Подметный манифест - Трускиновская Далия Мейеровна 22 стр.


– А, кажись, одолеваем маркиза Пугачева.

– Слава те Господи. Молебен бы отслужить?

Архаров выбрал толстую, чуть ли не аршинную свечку, взвесил ее на ладони, усмехнулся.

– Можно и молебен. А что, честный отче, значит имя Памфилий?

Отец Никон задумался.

– Коли по слогам разобрать – то "общий любимчик" получается…

– "Общий любовник", – вдруг осознав слог "фил", поправил Архаров. Они взглянули друг на друга – и оба еле удержали смех.

– А кто таков? – бесстрашно спросил отец Никон, давно зная архаровскую страсть выводить особенности нрава из имени.

– То-то и оно, что налетчик с большой дороги. С Владимирского тракта, отче. И что бы сие значило?

Архаров направился в придел Николая-чудотворца, уверенно пошел к образу в новом серебряном окладе. Этот оклад он сам оплатил в прошлом году, когда удалось изловить шайку карточных шулеров.

– Статочно, вожак, – вдруг сказал священник. – Ибо сей слог применим и к дружеству. "Общий друг" – то бишь, все ему, как умеют, служат.

– Точно…

Они переглянулись – сейчас их объединяло не просто общее пристрастие к именослову, на посторонний взгляд забавное и даже глуповатое, и не желание батюшки угодить знатному прихожанину, подстроясь под его причуду.

Их мысль объединила – совместная догадка, и то, что зародилась она в голове у одного, а высказал ее вслух другой, значило, что догадка, скорее всего, верная.

Огромная зажженная свеча с трудом полезла в забитый воском подсвечник. Архаров установил ее и обратился к своему угоднику простыми словами. Да и не словами, возможно – а желанием всей души, чтобы поскорее кончилась суета вокруг самозванца, чтобы его изловили наконец!

Вдруг Архаров вспомнил важное…

– Ты, отец Никон, не уходи, я сейчас Сеньку с бумажкой пришлю. Надобно поскорее отслужить панихиду о невинно убиенных.

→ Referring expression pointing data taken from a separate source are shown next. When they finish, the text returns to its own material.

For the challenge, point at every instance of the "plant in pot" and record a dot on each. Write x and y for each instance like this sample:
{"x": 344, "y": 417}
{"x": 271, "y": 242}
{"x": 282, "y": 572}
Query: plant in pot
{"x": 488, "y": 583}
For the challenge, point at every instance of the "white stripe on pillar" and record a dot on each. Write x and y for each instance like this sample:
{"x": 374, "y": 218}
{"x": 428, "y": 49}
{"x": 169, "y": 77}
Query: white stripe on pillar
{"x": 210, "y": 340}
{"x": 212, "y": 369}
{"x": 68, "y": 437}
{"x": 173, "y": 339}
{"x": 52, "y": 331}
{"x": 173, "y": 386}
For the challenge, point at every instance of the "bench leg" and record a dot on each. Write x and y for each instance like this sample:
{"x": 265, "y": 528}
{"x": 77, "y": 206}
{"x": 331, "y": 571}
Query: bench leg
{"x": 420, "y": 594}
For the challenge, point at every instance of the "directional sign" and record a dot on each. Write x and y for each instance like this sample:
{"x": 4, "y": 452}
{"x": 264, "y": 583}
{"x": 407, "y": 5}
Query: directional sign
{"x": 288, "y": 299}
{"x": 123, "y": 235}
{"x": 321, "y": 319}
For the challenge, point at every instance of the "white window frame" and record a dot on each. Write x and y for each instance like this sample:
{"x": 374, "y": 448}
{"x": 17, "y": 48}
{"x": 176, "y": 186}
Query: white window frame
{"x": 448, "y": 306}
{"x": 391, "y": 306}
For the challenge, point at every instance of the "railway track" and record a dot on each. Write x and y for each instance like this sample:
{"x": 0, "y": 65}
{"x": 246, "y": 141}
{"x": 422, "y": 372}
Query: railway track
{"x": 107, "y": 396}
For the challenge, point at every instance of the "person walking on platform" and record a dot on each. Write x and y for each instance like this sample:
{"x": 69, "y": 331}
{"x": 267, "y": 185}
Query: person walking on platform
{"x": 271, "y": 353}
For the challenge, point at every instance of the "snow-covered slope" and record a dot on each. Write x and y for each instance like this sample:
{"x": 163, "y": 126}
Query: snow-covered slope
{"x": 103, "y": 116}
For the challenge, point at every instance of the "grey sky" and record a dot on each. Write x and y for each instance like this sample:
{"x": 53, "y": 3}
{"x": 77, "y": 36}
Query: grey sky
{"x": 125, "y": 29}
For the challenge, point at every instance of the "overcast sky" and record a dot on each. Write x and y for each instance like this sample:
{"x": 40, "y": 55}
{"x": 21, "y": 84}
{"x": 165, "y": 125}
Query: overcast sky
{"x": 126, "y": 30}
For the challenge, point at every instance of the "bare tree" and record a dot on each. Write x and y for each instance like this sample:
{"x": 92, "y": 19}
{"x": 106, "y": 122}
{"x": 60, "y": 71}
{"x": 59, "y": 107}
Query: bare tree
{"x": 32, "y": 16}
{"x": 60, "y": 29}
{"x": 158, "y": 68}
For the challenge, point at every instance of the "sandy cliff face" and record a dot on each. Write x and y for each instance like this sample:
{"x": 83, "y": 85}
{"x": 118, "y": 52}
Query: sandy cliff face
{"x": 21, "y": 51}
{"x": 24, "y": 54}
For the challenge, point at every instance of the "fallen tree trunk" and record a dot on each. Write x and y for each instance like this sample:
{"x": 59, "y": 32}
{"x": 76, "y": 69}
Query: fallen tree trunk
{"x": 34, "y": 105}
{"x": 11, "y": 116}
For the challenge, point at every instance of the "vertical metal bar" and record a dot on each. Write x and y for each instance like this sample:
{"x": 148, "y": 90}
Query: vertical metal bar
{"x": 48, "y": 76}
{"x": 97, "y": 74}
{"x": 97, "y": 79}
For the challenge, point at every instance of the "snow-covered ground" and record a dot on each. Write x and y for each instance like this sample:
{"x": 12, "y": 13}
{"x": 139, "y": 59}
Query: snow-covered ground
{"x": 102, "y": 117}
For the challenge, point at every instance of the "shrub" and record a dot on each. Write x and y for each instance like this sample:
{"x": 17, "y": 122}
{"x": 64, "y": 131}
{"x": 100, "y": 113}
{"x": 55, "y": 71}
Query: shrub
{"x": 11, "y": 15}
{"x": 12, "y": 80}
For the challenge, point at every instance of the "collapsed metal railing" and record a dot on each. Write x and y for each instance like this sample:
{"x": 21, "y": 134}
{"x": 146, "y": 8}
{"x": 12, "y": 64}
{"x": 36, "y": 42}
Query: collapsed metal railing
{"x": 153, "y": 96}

– Да, разумеется, – согласился священник. – Но, может, завтра?

– Сегодня.

С тем Архаров и поспешил прочь.

Дома он первым делом призвал Матвея.

Тот доложил – все спят!

Спала девочка Анюта, которой он, как и Клаварошу, прописал молоко с опиумной настойкой. Спал Левушка – как приехал, так и повалился, его нашли в Анютиной комнате, в кресле возле постели. Спал безымянный немец, которому дед Кукша на сей раз дергал руки, поворачивая их в суставах, и, кажется, даже тянул его за уши. Об этом Матвею донесли бабы – Настасья и Аксинья, присматривавшие за немцем, самого доктора костоправ и близко бы во время лечения не подпустил.

– Но консилиум я все же соберу! Сей случай достоин изучения – человеку давно пора окочуриться, он же все живет, – так закончил доктор свой рапорт. – А теперь и мне бы недурственно…

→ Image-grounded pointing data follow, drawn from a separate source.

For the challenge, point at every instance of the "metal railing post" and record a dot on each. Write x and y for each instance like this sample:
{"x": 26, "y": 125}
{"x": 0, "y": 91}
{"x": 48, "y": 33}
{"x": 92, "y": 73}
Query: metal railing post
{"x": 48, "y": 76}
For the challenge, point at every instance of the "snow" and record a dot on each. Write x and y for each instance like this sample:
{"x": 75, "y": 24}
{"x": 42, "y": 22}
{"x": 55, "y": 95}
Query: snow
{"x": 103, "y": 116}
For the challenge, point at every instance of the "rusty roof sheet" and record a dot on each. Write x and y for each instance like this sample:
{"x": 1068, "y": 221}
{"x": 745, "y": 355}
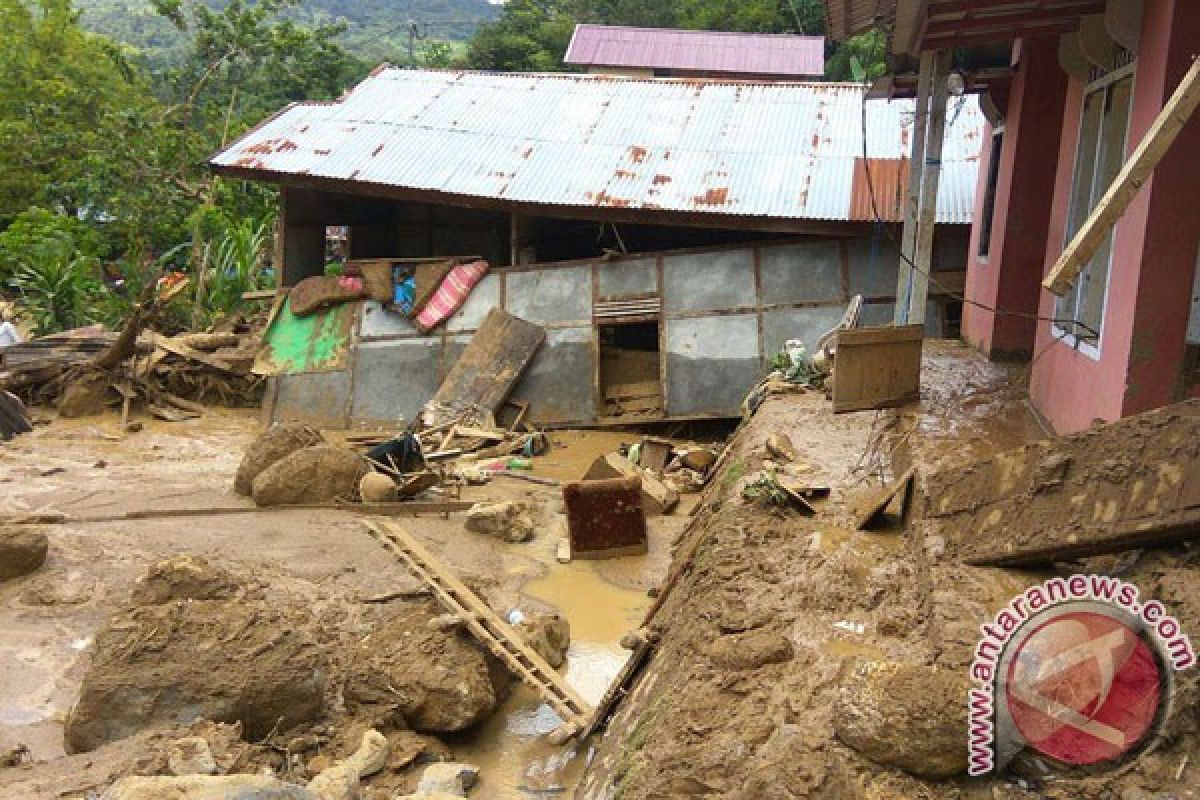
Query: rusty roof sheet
{"x": 778, "y": 150}
{"x": 701, "y": 50}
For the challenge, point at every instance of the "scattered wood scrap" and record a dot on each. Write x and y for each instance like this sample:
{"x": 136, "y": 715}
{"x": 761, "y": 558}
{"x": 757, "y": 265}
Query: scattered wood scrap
{"x": 497, "y": 636}
{"x": 874, "y": 512}
{"x": 487, "y": 370}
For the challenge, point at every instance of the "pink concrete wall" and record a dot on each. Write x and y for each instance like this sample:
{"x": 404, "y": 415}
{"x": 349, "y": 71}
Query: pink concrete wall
{"x": 1141, "y": 342}
{"x": 1009, "y": 276}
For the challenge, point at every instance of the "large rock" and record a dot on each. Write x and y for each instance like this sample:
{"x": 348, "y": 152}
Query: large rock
{"x": 271, "y": 445}
{"x": 903, "y": 715}
{"x": 508, "y": 521}
{"x": 319, "y": 474}
{"x": 439, "y": 680}
{"x": 22, "y": 551}
{"x": 243, "y": 656}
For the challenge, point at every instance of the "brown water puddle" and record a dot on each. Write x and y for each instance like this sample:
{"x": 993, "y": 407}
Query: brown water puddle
{"x": 510, "y": 749}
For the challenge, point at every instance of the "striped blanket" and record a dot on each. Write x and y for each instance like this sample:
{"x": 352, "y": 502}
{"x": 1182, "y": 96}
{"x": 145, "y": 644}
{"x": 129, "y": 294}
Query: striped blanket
{"x": 451, "y": 294}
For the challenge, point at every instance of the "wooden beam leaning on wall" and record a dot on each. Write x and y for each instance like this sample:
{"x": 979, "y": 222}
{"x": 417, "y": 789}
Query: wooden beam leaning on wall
{"x": 1127, "y": 184}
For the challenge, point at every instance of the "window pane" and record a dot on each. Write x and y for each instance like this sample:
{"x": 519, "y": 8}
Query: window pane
{"x": 1081, "y": 187}
{"x": 1093, "y": 281}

– Чего тебе недурственно? – насупившись, спросил Архаров, готовый тут же высказать все, что думает о запойных докторах.

– Вздремнуть!

Но, зная норов приятеля, Архаров позвал Меркурия Ивановича и поручил ему уложить доктора в комнате третьего жилья и убедиться, что заснул, а не пойдет на поварню выпрашивать наливочки у "черной" кухарки Аксиньи. Такое за ним водилось.

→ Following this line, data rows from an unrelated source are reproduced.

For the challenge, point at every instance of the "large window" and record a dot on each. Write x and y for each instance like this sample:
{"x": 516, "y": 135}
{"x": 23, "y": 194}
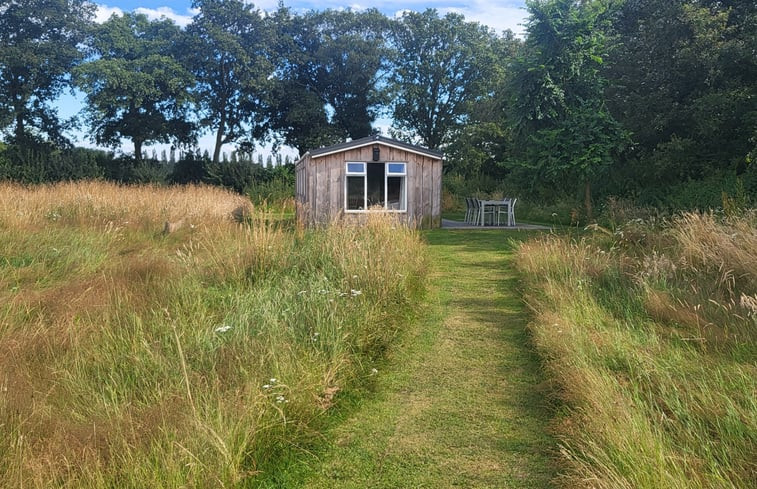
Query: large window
{"x": 375, "y": 185}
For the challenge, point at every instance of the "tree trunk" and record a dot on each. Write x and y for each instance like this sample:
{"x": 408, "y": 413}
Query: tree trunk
{"x": 587, "y": 200}
{"x": 138, "y": 150}
{"x": 219, "y": 137}
{"x": 20, "y": 129}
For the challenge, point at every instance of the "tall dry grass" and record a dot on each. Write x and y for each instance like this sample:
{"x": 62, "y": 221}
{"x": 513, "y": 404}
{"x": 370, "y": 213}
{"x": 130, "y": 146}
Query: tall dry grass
{"x": 100, "y": 203}
{"x": 650, "y": 334}
{"x": 199, "y": 358}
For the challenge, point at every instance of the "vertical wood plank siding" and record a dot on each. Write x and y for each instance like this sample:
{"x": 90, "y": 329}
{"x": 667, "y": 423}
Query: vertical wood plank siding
{"x": 323, "y": 180}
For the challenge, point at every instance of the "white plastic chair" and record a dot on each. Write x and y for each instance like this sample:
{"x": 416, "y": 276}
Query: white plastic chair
{"x": 509, "y": 209}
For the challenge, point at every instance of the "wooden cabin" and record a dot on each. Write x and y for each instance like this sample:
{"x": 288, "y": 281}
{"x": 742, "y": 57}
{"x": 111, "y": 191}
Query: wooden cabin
{"x": 372, "y": 174}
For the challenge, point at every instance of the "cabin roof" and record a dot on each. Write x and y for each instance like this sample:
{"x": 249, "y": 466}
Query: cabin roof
{"x": 367, "y": 141}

Потом приказал Никодимке растолкать его драгоценного приятеля и главного защитника – поручика Тучкова, а как продерет глазыньки – к хозяину дома в кабинет. Сеньке Архаров велел не раздеваться и ждать записочки к отцу Никону.

Левушка явился встрепанный, недовольный, и когда услышал приказ взяться за бумагу и перо – остолбенел.

Архаров знал, что означает его взъерошенный вид. Левушка возмущался отсутствием у старшего друга обыкновенной деликатности: человеку, только что не сумевшему уберечь близких, лишний раз напоминали об этом! Человек набрался мужества, зажал себя в кулак, обо всем доложил в полицейской конторе – и что же, мало?! Однако потворствовать Левушке Архаров не желал – не девица на выданье, чай, и не монастырка из Смольного.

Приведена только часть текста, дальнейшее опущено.